Un matin, ma patronne m’a convoqué dans son bureau.

– Vous ne vous concentrez plus autant sur votre travail dernièrement. Regardez ces guillemets : ils devraient être recourbés, mais ils sont droits. Et là, il y a deux espaces alors qu’Il ne devrait y en avoir qu’une. Des fautes d’inattention comme celles-là nuisent à la crédibilité de nos publications. Il faut avoir plus de rigueur que diable! Je serais désolée de devoir mettre à pied un ancien collègue comme vous. Allez! Retournez au travail maintenant, et pas de gaffe, hein?

Je détestais quand elle me parlait sur ce ton.

Un peu plus tard, tandis que je déjeunais avec mon collègue Aaron, je lui ai raconté l’incident et lui ai confié qu’il me semblait que ma vue s’affaiblissait.

– Ah, dit-il, ne t’en fais pas; tout le monde sait que la patronne est une chipie. Quant à ta vue, excuse-moi de ramener la question sur le tapis, mais depuis combien de temps ta femme t’a t-elle laissé?

– Ça fait environ 12 ans, mais je ne vois pas ce que...

– Et tu es seul depuis?

– Ben, tu sais, de temps en temps je me trouve une petite amie, mais je ne vois toujours pas...

– Je m’inquiète pour toi, c’est tout. Tu ne devrais pas passer tant de temps tout seul. Tu as une imagination fertile et ce n’est pas bon qu’un homme se prenne en main trop souvent. Tu vois ce que je veux dire?

ceinture de chasteté, onanisme, début du XXe siècle, dessin
La ceinture Matthieu a été inventée pour inciter les jeunes garçons et les jeunes filles à apprendre à maîtriser leurs envies. Le mot « onanisme » vient d'Onan, un personnage biblique qui pratiquait le coitus interruptus pour ne pas donner de progéniture à la veuve de son frère qu'il avait été obligé d'épouser. Selon la Genèse, Dieu le foudroya pour le punir.
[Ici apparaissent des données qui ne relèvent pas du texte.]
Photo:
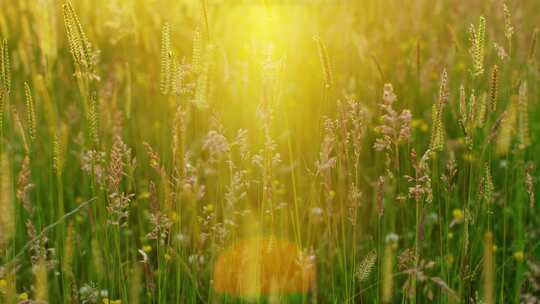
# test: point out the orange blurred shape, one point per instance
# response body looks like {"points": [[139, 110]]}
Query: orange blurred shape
{"points": [[262, 266]]}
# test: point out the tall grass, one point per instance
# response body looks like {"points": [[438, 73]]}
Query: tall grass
{"points": [[389, 150]]}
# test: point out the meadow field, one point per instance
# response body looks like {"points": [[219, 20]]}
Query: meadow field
{"points": [[269, 151]]}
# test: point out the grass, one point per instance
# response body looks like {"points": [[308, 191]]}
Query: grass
{"points": [[392, 148]]}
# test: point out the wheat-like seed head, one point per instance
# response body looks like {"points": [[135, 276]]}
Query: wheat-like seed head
{"points": [[7, 216], [523, 117]]}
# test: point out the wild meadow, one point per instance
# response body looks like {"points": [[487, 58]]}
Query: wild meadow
{"points": [[231, 151]]}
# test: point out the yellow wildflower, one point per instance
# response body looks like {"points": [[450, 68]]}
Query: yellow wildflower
{"points": [[3, 285], [23, 296]]}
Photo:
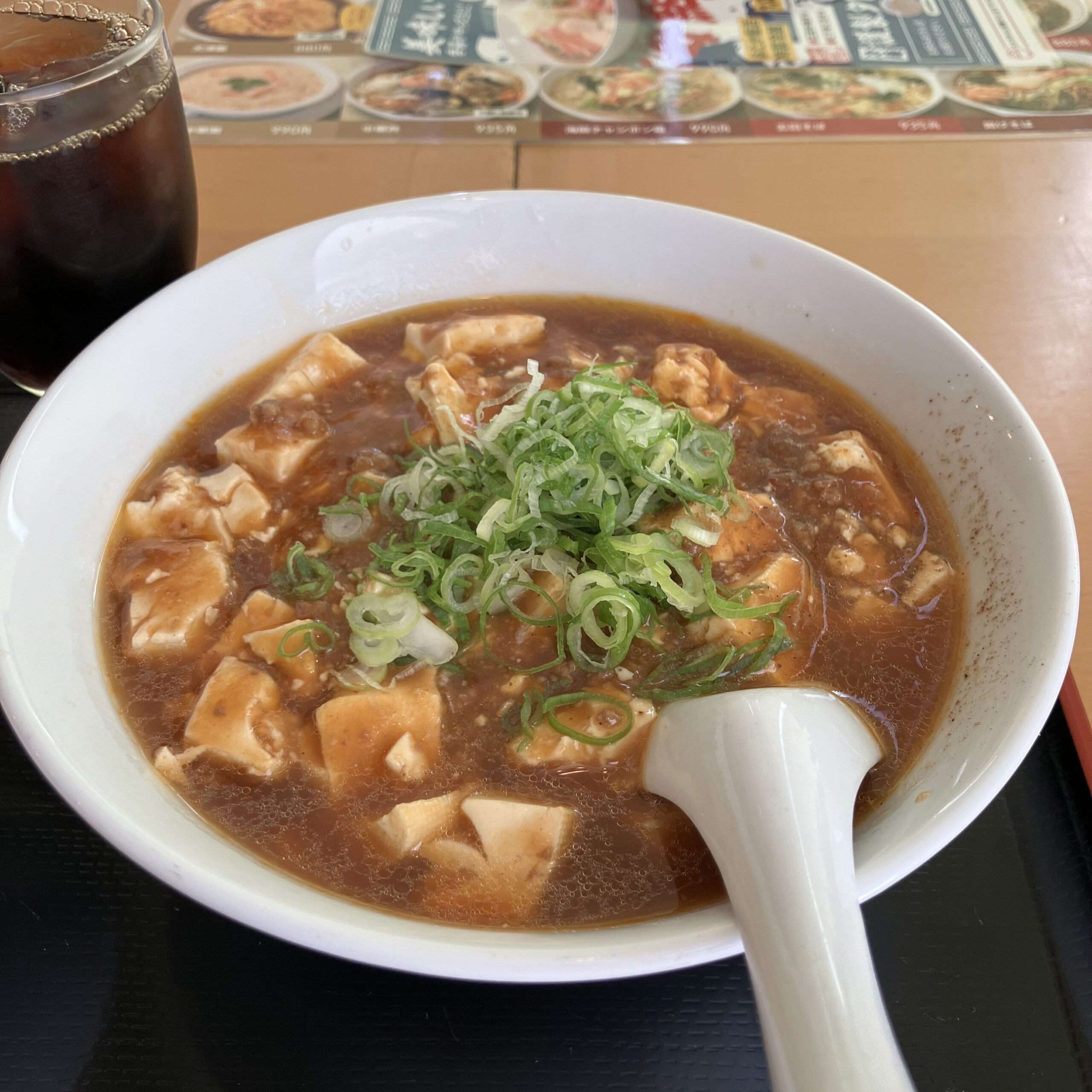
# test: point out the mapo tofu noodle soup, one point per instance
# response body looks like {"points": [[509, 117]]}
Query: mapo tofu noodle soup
{"points": [[399, 611]]}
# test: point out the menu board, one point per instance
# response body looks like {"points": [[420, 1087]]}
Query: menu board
{"points": [[427, 70]]}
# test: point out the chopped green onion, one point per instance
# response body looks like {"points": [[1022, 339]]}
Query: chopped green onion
{"points": [[314, 637], [504, 593], [303, 577], [556, 482]]}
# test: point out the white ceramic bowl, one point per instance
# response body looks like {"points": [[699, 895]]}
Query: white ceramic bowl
{"points": [[94, 432]]}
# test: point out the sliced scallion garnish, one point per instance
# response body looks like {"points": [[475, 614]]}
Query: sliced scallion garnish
{"points": [[303, 577], [314, 637]]}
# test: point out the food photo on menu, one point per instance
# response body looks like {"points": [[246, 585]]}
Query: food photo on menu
{"points": [[531, 624]]}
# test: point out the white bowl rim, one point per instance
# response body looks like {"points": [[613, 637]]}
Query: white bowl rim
{"points": [[483, 955]]}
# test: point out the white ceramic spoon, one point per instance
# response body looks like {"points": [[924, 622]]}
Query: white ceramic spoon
{"points": [[769, 777]]}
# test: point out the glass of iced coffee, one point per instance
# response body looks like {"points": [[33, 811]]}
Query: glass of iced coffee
{"points": [[98, 202]]}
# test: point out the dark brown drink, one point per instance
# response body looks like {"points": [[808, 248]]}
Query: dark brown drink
{"points": [[98, 205]]}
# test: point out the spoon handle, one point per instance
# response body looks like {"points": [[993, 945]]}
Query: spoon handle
{"points": [[773, 795]]}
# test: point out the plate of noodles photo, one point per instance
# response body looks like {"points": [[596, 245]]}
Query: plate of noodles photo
{"points": [[642, 94], [256, 89], [1026, 92], [409, 92], [1057, 17], [827, 93], [274, 20], [570, 33]]}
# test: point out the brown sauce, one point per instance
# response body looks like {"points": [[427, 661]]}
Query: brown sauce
{"points": [[633, 855]]}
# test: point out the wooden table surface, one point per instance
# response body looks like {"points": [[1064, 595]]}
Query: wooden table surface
{"points": [[995, 235]]}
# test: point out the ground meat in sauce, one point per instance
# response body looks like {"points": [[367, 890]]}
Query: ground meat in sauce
{"points": [[840, 494]]}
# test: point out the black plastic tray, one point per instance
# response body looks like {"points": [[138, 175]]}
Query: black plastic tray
{"points": [[110, 981]]}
J’étais choqué par ce qu’Aaron sous-entendait.

– Écoute, Aaron, je ne suis quand même plus un adolescent, je sais me maîtriser...
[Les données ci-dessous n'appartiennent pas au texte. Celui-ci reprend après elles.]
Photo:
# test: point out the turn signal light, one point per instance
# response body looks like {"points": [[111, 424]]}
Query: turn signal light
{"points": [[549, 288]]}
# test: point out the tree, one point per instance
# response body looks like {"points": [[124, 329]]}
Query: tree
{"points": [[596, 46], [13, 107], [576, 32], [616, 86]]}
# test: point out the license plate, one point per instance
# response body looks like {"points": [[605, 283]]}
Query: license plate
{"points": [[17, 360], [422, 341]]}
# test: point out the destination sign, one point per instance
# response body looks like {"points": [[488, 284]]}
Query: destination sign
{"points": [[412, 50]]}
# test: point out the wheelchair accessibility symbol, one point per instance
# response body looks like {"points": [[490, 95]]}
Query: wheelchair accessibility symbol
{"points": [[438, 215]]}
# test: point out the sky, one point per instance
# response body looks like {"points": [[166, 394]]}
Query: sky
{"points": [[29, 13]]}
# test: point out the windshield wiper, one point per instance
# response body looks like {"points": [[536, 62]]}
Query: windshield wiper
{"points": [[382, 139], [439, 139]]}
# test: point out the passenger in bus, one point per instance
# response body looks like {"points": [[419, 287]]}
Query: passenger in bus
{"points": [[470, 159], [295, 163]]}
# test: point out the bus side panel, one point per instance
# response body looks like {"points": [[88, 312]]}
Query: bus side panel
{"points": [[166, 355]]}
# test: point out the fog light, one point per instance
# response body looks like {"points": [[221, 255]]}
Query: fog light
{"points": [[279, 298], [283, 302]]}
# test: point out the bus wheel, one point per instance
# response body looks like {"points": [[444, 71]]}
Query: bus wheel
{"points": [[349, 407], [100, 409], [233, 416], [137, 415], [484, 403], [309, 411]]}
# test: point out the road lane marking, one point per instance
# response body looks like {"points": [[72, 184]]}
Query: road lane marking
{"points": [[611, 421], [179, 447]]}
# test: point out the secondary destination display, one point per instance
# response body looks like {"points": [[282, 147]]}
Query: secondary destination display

– Voyons, ne t’énerve pas! Et n’en dis pas plus, je ne veux pas connaître ta vie privée. Mais écoute mon conseil : sors un peu, rencontre des gens, fais de nouvelles connaissances. Ça pourrait t’aider. Et pour le moment, prend rendez-vous avec ton optométriste pour essayer de ralentir la perte de ta vue. Maintenant, si tu veux bien m’excuser, je dois retourner au travail.

Je me suis levé et lui tendis la main, mais il l’ignora et il est parti.

Deux jours plus tard, j’étais dans le cabinet de l’ophtalmologue en train de remplir un formulaire sur mes antécédents médicaux en attendant mon tour. Quand j’ai rapporté le document à la jolie petite réceptionniste libanaise, mon regard s’est posé sur son décolleté, ce qui me fit remercier Saint Maron que mes yeux étaient encore assez bons pour jouir des beautés de la nature.

Elle jeta un coup d’œil sur le papier que je venais de lui remettre, gribouilla quelque chose, puis me dit :

– Bien, très bien. Quelle est la raison de votre visite?

– J’ai remarqué que ma vue s’affaiblissait.

– Je vois, je vois... Vous êtes marié monsieur?

– Non, pas pour le moment, mais...

– Depuis combien de temps êtes-vous célibataire?

– En fait, je ne suis pas célibataire, je suis divorcé et...

Elle me jeta un regard impatient puis me demanda lentement :

– Depuis combien de temps êtes-vous divorcé?

– Ça fait une douzaine d’années, mais...

– Douze ans? répéta-t-elle, et elle se mit à griffonner rapidement. Puis elle dit :

– Le docteur va vous voir dans quelques instants. Entre temps, vous pouvez regarder les montures que nous avons, mais s’il-vous-plaît, ne touchez à rien.

Ce qui est surprenant dans la salle de montre d’un optométriste, c’est que toutes les montures se ressemblent. C’est comme si tout le monde voulait porter le même style de lunettes, pour ne pas être différent des autres, j’imagine, pour être anonyme. Curieusement, les gens veulent aussi que leur originalité, leur unicité, soient reconnues.

Il veulent aussi être riches et célèbres.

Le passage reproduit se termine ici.